Dos meses después de que el caso de Consuelo Ulloa, la astróloga conocida como Miau Astral, paralizara las redes sociales en Chile, el eco del estruendo digital comienza a decantarse, permitiendo observar con mayor claridad las grietas que dejó a su paso. La publicación de un extenso video de disculpas por parte de Ulloa, titulado elocuentemente "La bebé reno chilena se confiesa", no solo marca el fin de su personaje, sino que también funciona como un epílogo que nos obliga a volver sobre la historia, no para buscar culpables, sino para entender la anatomía de un fenómeno que nos refleja a todos.
Lo que comenzó como una grave acusación de acoso y hostigamiento por parte de Sergio Infante, un hombre que Ulloa conoció a través de una aplicación de citas, escaló a una velocidad vertiginosa. Impulsado por su similitud con la popular serie de Netflix Baby Reindeer, el caso se convirtió en el combustible perfecto para un tribunal popular ávido de dramas con villanos claros y héroes definidos. Las redes sociales se transformaron en una corte sin abogados ni jueces, donde la evidencia era un pantallazo y la sentencia, un hilo de Twitter.
La "funa", ese mecanismo de denuncia pública tan arraigado en la cultura chilena post-dictadura como herramienta de justicia ante la impunidad, mostró aquí su rostro más contemporáneo y complejo. La ira digital se dirigió masivamente contra Ulloa, trascendiendo la crítica y derivando en la filtración de su información personal —desde su dirección hasta exámenes médicos—, una práctica conocida como doxing.
Este desborde punitivo genera una disonancia cognitiva fundamental: ¿puede una persona acusada de acoso ser, a su vez, víctima de un acoso digital de escala masiva? La respuesta no es cómoda. Mientras la justicia formal seguía su curso —la Corte de Apelaciones finalmente acogió un recurso de protección a favor de Infante, ordenando a Ulloa abstenerse de contactarlo—, la justicia informal ya había dictado un veredicto mucho más expansivo y, en ciertos aspectos, más cruel.
En su video, Ulloa se hace cargo: "Me hago cargo y completamente responsable de lo que sucedió", afirma, aludiendo a un estado de salud mental precario en ese momento.

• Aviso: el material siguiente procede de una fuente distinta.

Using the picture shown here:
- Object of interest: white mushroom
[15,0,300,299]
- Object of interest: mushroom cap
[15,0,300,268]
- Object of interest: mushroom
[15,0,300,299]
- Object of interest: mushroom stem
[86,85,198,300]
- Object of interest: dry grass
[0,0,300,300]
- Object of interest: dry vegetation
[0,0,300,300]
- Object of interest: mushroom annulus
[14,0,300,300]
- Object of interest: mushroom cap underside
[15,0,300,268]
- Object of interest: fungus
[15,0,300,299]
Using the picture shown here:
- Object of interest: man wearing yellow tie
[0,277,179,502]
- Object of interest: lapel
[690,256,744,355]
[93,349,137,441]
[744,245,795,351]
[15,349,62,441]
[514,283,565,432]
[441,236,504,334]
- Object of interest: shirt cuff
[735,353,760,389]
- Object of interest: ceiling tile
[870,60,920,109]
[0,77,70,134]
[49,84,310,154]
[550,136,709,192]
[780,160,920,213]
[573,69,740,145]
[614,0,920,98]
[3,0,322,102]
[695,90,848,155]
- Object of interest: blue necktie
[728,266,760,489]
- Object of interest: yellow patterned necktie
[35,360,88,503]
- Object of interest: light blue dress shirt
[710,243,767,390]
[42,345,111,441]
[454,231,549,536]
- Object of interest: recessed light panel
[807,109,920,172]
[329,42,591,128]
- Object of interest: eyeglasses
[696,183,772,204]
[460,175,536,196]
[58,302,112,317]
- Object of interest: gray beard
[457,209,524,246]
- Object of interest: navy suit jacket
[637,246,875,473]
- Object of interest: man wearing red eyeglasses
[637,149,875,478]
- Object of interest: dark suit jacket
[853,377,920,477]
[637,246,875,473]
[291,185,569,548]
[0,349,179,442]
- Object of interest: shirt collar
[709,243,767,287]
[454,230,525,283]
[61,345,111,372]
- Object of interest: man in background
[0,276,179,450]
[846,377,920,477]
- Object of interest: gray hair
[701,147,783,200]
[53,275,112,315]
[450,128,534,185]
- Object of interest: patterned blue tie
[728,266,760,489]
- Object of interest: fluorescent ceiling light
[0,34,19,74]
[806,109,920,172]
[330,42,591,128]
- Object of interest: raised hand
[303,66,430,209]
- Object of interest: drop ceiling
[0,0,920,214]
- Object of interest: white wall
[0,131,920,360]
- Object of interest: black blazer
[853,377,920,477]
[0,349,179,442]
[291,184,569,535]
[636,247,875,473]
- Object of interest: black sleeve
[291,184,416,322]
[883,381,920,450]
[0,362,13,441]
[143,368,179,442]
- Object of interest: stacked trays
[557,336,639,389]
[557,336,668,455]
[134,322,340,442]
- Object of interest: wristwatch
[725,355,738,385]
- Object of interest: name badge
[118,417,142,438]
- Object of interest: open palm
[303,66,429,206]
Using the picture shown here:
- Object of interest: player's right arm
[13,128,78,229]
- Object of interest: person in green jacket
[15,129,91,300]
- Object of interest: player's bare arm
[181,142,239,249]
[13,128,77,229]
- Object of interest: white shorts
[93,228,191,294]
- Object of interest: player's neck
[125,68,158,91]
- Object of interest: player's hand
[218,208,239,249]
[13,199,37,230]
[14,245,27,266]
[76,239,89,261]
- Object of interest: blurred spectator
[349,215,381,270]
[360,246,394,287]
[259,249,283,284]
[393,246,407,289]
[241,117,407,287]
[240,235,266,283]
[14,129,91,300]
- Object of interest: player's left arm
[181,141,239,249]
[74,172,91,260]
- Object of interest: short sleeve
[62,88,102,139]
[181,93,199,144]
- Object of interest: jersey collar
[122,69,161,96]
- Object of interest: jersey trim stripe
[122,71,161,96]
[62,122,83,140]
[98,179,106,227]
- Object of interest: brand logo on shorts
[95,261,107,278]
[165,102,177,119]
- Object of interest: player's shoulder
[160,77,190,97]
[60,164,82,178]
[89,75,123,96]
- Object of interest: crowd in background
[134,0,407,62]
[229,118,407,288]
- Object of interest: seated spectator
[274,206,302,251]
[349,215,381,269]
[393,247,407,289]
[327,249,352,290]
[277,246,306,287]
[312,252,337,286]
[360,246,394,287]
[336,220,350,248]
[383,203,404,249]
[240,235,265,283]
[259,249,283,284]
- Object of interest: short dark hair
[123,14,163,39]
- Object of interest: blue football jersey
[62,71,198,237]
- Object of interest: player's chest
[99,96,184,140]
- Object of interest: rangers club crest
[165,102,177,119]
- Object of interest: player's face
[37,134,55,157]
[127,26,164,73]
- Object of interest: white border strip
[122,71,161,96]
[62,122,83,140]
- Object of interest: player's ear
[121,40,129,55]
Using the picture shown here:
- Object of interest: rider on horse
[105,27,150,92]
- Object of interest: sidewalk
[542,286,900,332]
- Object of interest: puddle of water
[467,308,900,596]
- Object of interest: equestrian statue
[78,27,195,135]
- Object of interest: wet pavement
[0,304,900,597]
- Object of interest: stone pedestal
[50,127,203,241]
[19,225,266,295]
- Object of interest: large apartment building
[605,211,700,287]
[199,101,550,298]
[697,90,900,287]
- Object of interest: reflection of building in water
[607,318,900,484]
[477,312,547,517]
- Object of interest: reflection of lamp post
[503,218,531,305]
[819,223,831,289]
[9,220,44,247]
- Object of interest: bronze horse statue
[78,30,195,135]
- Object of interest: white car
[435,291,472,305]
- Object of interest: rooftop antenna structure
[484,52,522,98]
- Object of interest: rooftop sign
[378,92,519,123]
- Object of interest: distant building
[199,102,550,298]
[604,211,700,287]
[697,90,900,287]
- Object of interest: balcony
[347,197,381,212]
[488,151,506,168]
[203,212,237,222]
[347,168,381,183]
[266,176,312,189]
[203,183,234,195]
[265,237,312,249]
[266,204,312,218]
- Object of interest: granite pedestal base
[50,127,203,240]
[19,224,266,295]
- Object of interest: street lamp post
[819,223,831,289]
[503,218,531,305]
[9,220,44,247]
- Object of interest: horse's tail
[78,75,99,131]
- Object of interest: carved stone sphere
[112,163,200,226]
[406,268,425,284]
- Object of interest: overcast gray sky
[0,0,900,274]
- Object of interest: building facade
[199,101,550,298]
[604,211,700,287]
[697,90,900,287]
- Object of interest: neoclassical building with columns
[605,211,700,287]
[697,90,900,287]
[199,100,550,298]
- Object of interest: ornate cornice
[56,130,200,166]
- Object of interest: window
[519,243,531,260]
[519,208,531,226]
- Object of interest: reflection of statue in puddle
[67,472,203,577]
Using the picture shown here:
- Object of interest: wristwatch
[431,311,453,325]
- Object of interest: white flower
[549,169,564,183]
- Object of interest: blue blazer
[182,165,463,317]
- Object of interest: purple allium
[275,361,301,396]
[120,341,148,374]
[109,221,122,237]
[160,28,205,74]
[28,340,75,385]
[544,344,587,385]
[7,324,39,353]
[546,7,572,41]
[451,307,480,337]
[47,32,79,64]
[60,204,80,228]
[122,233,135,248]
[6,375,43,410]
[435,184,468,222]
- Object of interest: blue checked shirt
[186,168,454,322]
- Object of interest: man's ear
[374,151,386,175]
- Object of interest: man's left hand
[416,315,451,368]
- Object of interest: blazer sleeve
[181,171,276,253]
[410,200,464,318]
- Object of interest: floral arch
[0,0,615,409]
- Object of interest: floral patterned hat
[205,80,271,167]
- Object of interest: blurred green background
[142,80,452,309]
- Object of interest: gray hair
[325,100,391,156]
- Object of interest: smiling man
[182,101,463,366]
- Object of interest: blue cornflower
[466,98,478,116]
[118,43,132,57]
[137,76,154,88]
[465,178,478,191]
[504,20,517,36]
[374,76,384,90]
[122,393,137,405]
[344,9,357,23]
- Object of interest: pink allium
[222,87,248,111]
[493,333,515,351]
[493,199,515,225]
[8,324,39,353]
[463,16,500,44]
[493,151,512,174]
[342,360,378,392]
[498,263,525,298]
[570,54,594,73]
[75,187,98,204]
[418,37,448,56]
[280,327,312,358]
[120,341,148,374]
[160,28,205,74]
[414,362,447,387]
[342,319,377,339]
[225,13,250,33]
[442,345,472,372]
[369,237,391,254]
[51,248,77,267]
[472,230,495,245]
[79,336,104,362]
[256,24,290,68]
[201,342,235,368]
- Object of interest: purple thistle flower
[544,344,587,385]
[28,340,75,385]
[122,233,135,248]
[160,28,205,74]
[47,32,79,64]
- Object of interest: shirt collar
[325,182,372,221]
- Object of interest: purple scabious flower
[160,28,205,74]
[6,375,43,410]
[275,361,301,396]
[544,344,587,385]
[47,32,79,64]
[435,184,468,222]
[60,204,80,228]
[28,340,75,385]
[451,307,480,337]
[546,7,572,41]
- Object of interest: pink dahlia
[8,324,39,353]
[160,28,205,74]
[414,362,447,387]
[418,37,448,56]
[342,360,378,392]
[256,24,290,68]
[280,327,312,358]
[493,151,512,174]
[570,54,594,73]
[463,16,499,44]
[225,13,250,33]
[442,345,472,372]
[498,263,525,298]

Sin embargo, su testimonio también es una contra-denuncia: "No soy un monstruo, no soy una delincuente", declara, buscando reposicionarse desde el rol de victimaria absoluta al de una figura compleja, cuyas acciones reprobables no justifican la cacería de brujas que vivió.
Para comprender que el caso Miau Astral no es una anomalía, sino un síntoma, es útil observar otros eventos que siguieron una trayectoria similar. Semanas después, la tienda de vestuario femenino Pippa, con más de una década de trayectoria, se vio envuelta en una "funa" viral. Tras solicitar a un emprendimiento emergente que dejara de usar su marca registrada, los dueños de Pippa fueron acusados públicamente de "acosar" a una pyme.
La narrativa del "grande contra el chico" prendió con fuerza, amplificada por influencers que, con información incompleta, movilizaron a sus seguidores. El resultado fue una campaña de odio, amenazas de saqueo y un impacto real en su negocio y en la seguridad de sus trabajadores. Como en el caso de Ulloa, una disputa que tenía vías de resolución formales —legales, en este caso— fue secuestrada por la lógica del espectáculo digital, donde el matiz es enemigo del engagement.
Ambos casos exponen un patrón: una acusación (sea de acoso o de prácticas abusivas), la construcción de una narrativa simplificada, la amplificación por figuras de influencia y una turba digital que ejecuta una sentencia sin contrapesos. El resultado es una forma de justicia mediática que, si bien puede nacer de un impulso genuino por proteger a los vulnerables, a menudo termina causando daños desproporcionados y generando nuevas víctimas.
Con el cierre del personaje "Miau Astral" y las disculpas públicas de Consuelo Ulloa, el capítulo inicial de esta historia parece concluido. Sin embargo, el debate que desató sigue abierto y es más necesario que nunca. El caso nos ha forzado a mirarnos en un espejo que refleja nuestra propia participación en la cultura de la cancelación, nuestra relación con la salud mental y la facilidad con que nos sumamos a juicios colectivos sin considerar la humanidad completa de los involucrados.
La pregunta ya no es quién tuvo la culpa en el origen del conflicto, sino cuál es nuestra responsabilidad como sociedad digital. ¿Cómo se equilibra el derecho a la denuncia con la protección contra el linchamiento público? ¿Y cómo fomentamos un ecosistema digital que promueva la rendición de cuentas sin aniquilar a las personas en el proceso? La resaca del caso Miau Astral nos deja con la incómoda certeza de que, en la era de la viralidad, cualquiera puede pasar de ser espectador a protagonista de la próxima cacería digital.